Gli editori hanno uno strumento in più per far valere le proprie ragioni nei confronti dei grandi operatori della rete, come Google o Facebook, che pubblicano i loro articoli. L’Agcom ha infatti approvato il regolamento per l’equo compenso, che ha come obiettivo principale proprio quello di facilitare il raggiungimento di accordi tra gli attori in campo. Secondo il testo, varato dal Consiglio dell’Autorità con il solo voto contrario della commissaria Elisa Giomi, saranno i ricavi pubblicitari a costituire la base di calcolo per la determinazione dell’ammontare della quota spettante all’editore.

Il regolamento discende dalla legge sul diritto d’autore, approvata nel 2021 in applicazione della direttiva Ue sul copyright. Obiettivo della normativa è colmare il divario tra i ricavi percepiti dalle grandi piattaforme per la pubblicazione di contenuti giornalistici e quelli che finiscono nelle casse degli editori, titolari dei diritti. Secondo la legge, se entro 30 giorni dalla richiesta di avvio del negoziato le parti non riescono a trovare un accordo sull’ammontare del compenso, ciascuna di esse può rivolgersi all’Autorità per la sua determinazione.

L’Agcom, entro 60 giorni dalla richiesta, indica quale delle proposte formulate è conforme ai criteri stabiliti dal regolamento oppure, qualora non reputi conforme nessuna delle proposte, indica d’ufficio l’ammontare.
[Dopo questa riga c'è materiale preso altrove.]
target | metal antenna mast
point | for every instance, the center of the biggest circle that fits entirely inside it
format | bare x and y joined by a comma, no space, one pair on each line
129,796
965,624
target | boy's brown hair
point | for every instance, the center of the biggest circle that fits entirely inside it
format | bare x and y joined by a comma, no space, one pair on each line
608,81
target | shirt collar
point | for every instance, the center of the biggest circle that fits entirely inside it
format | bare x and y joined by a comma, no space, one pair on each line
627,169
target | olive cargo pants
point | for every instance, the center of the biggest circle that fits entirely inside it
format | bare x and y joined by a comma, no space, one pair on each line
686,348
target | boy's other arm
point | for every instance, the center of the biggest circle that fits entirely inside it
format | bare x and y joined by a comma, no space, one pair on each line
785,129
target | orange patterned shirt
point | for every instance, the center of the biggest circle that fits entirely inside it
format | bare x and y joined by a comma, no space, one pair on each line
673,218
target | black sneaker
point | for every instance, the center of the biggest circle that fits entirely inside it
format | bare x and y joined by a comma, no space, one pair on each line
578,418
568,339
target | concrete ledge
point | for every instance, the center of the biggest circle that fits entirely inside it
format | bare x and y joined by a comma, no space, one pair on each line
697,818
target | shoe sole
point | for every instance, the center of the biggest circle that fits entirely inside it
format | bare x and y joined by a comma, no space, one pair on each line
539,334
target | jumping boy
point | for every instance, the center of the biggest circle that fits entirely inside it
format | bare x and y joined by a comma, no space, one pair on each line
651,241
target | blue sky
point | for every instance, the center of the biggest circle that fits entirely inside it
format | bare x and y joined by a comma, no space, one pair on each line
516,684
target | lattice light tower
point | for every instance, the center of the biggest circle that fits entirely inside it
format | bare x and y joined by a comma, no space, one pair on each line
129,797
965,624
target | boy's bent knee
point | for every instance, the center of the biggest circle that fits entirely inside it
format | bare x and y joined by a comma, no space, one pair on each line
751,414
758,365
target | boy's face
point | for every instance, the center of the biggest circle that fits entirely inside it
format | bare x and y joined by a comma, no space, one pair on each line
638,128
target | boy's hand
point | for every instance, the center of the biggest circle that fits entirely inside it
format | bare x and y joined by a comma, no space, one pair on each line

Il regolamento individua come base di calcolo “i ricavi pubblicitari del prestatore derivanti dall’utilizzo online delle pubblicazioni”, al netto dei ricavi dell’editore “attribuibili al traffico di reindirizzamento generato sul proprio sito web” da tali pubblicazioni. All’editore, a seguito della negoziazione, potrà essere attribuita una quota fino al 70%, determinata sulla base dei criteri predeterminati. Per la Federazione degli Editori (Fieg) “in un contesto procedurale con tempi e modalità certe, sarà finalmente possibile, anche nell’ecosistema digitale, avviare e concludere negoziazioni eque”.